Areva paie le fiasco financier d’UraMin

Le groupe perdra entre 1,4 et 1,6 milliard d’euros en 2011 après la dépréciation de cet actif
Olivier Pinaud
Luc Oursel président du directoire d'Areva. Photo: Hamilton/REA
Luc Oursel président du directoire d'Areva. Photo: Hamilton/REA  - 

Nommé par l’Etat à la présidence du directoire d’Areva en juin 2011, Luc Oursel solde l’héritage des « années Anne Lauvergeon ». Achetés 1,8 milliard d’euros en 2007, les projets miniers d’UraMin ne valent plus que 410 millions. 800 millions d’euros de provisions supplémentaires sont également passés sur différents risques potentiels. A côté, le contrecoup de Fukushima ne coûtera «que» 100 millions. Au bout du compte, avec 2,36 milliards de provisions, le groupe de nucléaire accusera en 2011 une perte opérationnelle de 1,4 à 1,6 milliard d’euros.

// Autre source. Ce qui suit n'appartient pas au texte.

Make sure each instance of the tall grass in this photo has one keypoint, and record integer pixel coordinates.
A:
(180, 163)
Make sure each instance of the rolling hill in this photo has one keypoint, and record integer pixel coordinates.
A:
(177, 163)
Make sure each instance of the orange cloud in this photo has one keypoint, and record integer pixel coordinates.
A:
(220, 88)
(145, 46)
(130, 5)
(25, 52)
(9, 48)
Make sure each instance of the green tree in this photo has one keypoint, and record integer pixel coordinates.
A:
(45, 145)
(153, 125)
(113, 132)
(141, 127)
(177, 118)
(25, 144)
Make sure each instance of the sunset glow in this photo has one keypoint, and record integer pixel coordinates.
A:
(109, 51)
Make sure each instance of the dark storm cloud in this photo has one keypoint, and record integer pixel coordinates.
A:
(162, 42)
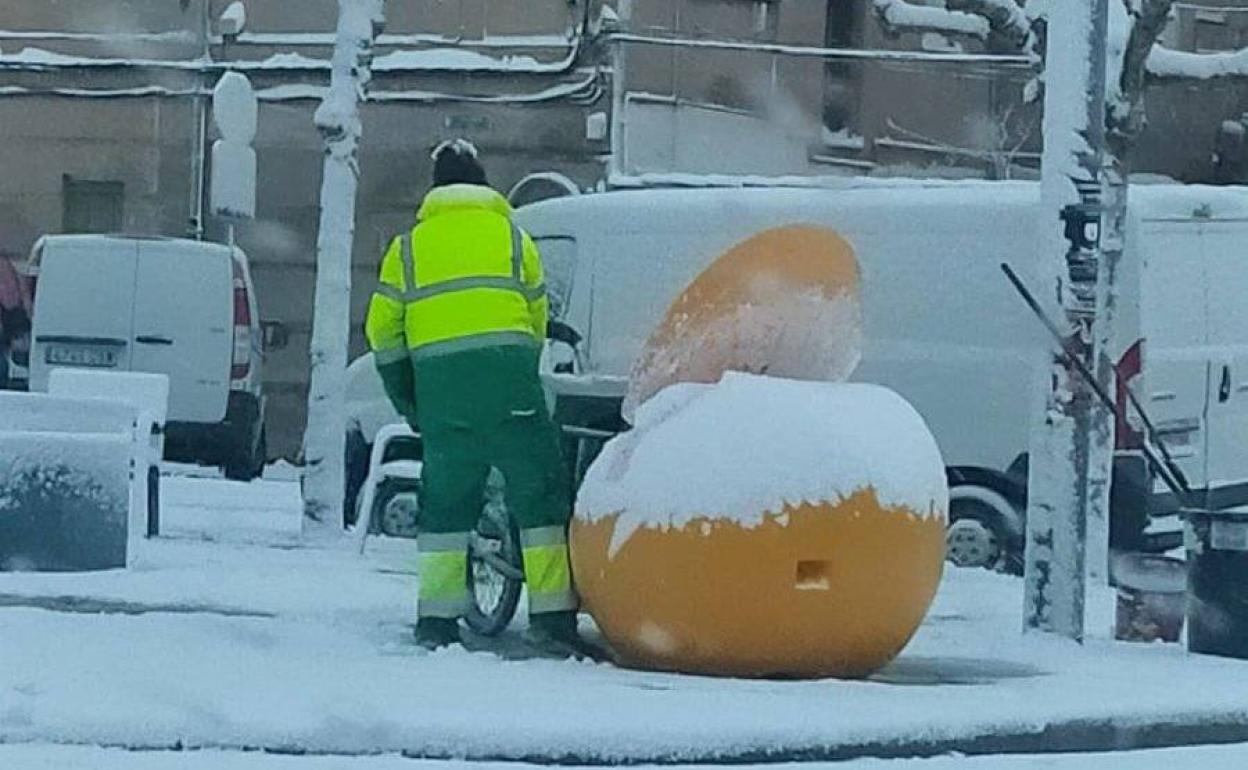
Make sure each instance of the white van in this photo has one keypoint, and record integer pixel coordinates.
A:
(182, 308)
(942, 325)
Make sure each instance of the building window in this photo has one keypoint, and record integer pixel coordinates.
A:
(91, 206)
(766, 14)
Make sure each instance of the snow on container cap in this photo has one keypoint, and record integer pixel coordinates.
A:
(785, 301)
(751, 444)
(764, 527)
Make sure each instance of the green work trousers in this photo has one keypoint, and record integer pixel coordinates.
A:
(481, 409)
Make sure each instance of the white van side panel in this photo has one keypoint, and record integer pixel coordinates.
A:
(1224, 247)
(82, 306)
(1176, 331)
(945, 330)
(184, 325)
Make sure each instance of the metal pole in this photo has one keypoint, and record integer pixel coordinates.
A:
(1068, 486)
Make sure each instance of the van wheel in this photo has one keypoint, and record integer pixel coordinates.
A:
(984, 531)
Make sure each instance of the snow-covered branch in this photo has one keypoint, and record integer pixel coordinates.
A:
(1009, 24)
(1166, 64)
(902, 16)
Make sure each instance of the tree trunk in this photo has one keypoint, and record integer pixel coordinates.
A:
(1071, 449)
(340, 125)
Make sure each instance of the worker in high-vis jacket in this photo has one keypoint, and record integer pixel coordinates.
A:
(456, 327)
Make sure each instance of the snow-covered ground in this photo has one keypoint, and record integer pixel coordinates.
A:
(81, 758)
(230, 634)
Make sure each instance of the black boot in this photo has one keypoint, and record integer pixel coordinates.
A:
(554, 635)
(437, 633)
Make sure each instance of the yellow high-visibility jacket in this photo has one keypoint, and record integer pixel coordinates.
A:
(463, 278)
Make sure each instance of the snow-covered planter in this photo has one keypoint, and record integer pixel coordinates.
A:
(764, 527)
(784, 302)
(64, 501)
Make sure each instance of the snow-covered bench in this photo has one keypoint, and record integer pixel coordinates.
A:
(70, 497)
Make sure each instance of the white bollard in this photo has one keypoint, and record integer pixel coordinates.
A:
(66, 482)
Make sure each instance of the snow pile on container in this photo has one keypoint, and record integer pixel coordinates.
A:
(64, 501)
(784, 302)
(764, 527)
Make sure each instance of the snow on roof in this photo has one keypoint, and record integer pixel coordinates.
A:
(1168, 63)
(305, 91)
(441, 59)
(902, 14)
(800, 196)
(401, 40)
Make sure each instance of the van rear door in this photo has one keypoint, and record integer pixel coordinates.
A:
(184, 317)
(1174, 326)
(1224, 246)
(82, 307)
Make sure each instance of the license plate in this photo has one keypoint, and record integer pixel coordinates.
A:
(81, 356)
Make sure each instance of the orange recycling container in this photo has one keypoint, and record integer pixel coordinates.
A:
(764, 527)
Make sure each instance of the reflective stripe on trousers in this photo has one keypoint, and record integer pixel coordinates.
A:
(547, 569)
(443, 574)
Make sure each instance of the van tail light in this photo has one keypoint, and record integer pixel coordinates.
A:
(1130, 366)
(241, 362)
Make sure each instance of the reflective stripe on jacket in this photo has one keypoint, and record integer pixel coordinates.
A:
(464, 277)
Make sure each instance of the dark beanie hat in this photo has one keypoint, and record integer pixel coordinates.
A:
(454, 162)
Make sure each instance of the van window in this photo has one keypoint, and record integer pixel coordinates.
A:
(559, 262)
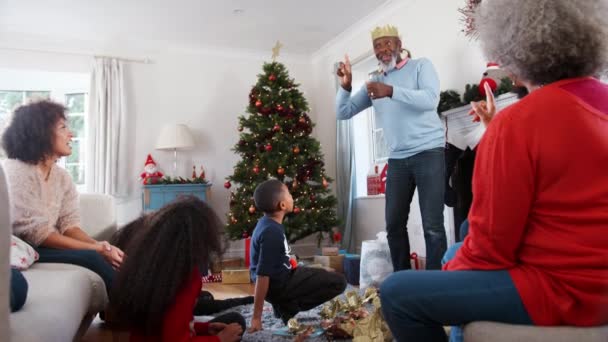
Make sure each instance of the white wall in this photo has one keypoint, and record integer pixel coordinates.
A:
(429, 28)
(205, 89)
(208, 89)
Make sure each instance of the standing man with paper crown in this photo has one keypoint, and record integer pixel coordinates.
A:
(404, 94)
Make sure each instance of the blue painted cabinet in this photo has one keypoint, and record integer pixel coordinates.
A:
(156, 196)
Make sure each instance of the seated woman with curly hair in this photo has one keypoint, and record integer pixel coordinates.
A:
(44, 200)
(159, 284)
(537, 248)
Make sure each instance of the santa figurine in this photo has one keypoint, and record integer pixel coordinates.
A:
(150, 175)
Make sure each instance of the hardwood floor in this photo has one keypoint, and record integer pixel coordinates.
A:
(99, 332)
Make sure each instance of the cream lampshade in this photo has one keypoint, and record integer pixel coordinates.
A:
(174, 137)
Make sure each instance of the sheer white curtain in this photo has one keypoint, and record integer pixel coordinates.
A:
(107, 159)
(345, 176)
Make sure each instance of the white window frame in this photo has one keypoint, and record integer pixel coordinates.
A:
(365, 130)
(82, 141)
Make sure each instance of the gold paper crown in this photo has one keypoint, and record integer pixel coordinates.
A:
(386, 31)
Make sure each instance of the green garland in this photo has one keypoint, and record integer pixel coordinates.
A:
(178, 180)
(450, 99)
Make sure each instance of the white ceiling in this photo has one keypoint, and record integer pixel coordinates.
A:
(303, 26)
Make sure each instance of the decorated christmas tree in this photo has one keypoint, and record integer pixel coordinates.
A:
(275, 142)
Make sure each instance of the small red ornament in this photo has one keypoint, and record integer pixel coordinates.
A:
(336, 236)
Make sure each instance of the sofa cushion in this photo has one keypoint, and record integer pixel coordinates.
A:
(59, 296)
(500, 332)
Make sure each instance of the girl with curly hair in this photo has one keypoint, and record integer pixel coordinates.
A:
(44, 200)
(159, 283)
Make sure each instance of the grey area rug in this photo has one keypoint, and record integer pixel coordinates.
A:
(270, 323)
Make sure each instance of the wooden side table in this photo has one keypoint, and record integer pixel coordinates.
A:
(156, 196)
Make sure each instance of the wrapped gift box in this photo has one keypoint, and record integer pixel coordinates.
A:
(330, 251)
(332, 261)
(232, 263)
(236, 276)
(213, 278)
(321, 266)
(352, 264)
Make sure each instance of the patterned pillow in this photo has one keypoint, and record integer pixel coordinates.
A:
(22, 254)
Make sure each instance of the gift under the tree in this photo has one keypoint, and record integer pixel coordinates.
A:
(232, 263)
(417, 262)
(332, 261)
(236, 276)
(330, 251)
(352, 265)
(212, 278)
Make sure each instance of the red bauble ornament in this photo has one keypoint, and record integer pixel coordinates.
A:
(337, 237)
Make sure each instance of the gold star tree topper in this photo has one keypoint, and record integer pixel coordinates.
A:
(276, 50)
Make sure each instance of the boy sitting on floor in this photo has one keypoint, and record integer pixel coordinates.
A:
(290, 289)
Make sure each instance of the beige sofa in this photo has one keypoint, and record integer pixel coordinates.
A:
(500, 332)
(62, 299)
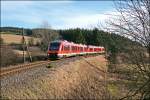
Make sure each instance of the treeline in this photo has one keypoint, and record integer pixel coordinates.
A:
(16, 30)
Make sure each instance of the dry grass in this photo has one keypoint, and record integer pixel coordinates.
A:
(81, 79)
(11, 38)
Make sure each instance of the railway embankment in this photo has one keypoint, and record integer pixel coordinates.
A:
(70, 78)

Déjà, en 2010, la valeur d’UraMin avait été réduite de 426 millions d’euros. En quatre ans, les trois projets miniers (Namibie, République centrafricaine et Afrique du Sud) de cette société créée en 2005 ont donc été dévalorisés de 77%. «A elles seules, les dates des notes consultées dans les services de l’Agence des participations de l’Etat amènent à mettre en doute le caractère optimal du processus décisionnel qui a conduit à l’acquisition d’UraMin par Areva», révélait en octobre 2011 le rapport du député PS Marc Goua sur Areva. L’opération a en effet été menée en mai 2007, entre le deuxième tour des élections présidentielles et le premier tour des élections législatives.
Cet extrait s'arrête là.